This useful website also offers suggestions on colours that match up with makeup you’ve previously used - so if you’re new to foundation but have a favourite concealer, it could help you find the perfect match.


5. Makeup Tools

The level of coverage and overall effect you produce will also depend on which tools you use. In general, “compact” foundations such as powder and cream tend to work well with sponge beauty blenders - while those using liquid or mousse formulations get best results from using a brush.


For foundation application, there are three main brushes you can use: a stippling brush, which is used to gently press foundation into the skin, a fanned-out foundation brush for blending, and a kabuki brush, which tends only to be used with mineral foundation.


While brushes have their benefits, beauty blenders tend to be preferred by beginners for their ease of use and come in a range of shapes and sizes. Most blenders come in sponge formula - although you can also get silicone blenders to gently bounce, blend and buff foundation for an even finish.


Last but not least - in a pinch, using clean hands to distribute foundation can work equally as well as using makeup tools (and in some cases it works even better). Warming your hands first before applying your makeup allows for a more natural look.

6. Primer

Primer is applied underneath the foundation in order to help it stay put and to give it a more even finish. Some primers boast skin-nourishing benefits, some illuminate, some colour correct - and others claim to minimise pores and mattify the skin. Apply a pea-sized amount with your fingertips after moisturising and blend all over your face. Once absorbed, you’re ready to apply your foundation.

7. Application Method

Regardless of the formula or tools you use, how you apply your foundation is similar in principle: start with a few dots in the centre of your face and blend outwards, not forgetting the hairline and ears and blending all the way down to the neck to avoid any harsh lines of demarcation (also known as “tide marks”).

There will be a few variations to this depending on which formula you use - and some makeup tools work better with some formulas than others: for cream, mousse or liquid foundations, a beauty blender is typically best - and brushes can be used to sweep on liquid and powder formulas - while fingertip application can be used for pretty much every type of foundation there is.

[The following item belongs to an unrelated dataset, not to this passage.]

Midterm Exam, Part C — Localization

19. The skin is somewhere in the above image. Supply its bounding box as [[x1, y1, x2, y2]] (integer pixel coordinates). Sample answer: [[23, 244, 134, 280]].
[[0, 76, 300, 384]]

8. Concealer: Before, or After?

There are two schools of thought when it comes to applying concealer, namely over - or under foundation application. While the general consensus has always been to dot on concealer after applying foundation, applying it beforehand works well for instances where you need to colour correct. Use a liquid formula and blend well, allowing it to dry before applying the rest of your makeup.


9. Set it in Place

To prevent your foundation from slipping, dust translucent powder over your T-Zone (where the skin tends to accumulate oil first) with a fluffy brush, tapping off the excess before applying. If your skin is especially oily (or in humid or warm weather), some makeup artists advocate for dusting a thin layer on before applying your foundation - although how effective this is will depend on the formula of foundation you are using.

Setting Sprays

Setting sprays come in a range of finishes, from matte to dewy - but on oilier skins they tend not to be as effective as powder. Experiment with using either one (you can also try using setting spray followed by powder) to see which gives your foundation the most staying power.

Hopefully by now we’ve helped to demystify foundations for you - but if you still in any doubt, beauty counter reps at your local department store can usually advise on which formulas and shades are suitable for your skin, whether it’s oily, dry or somewhere in between.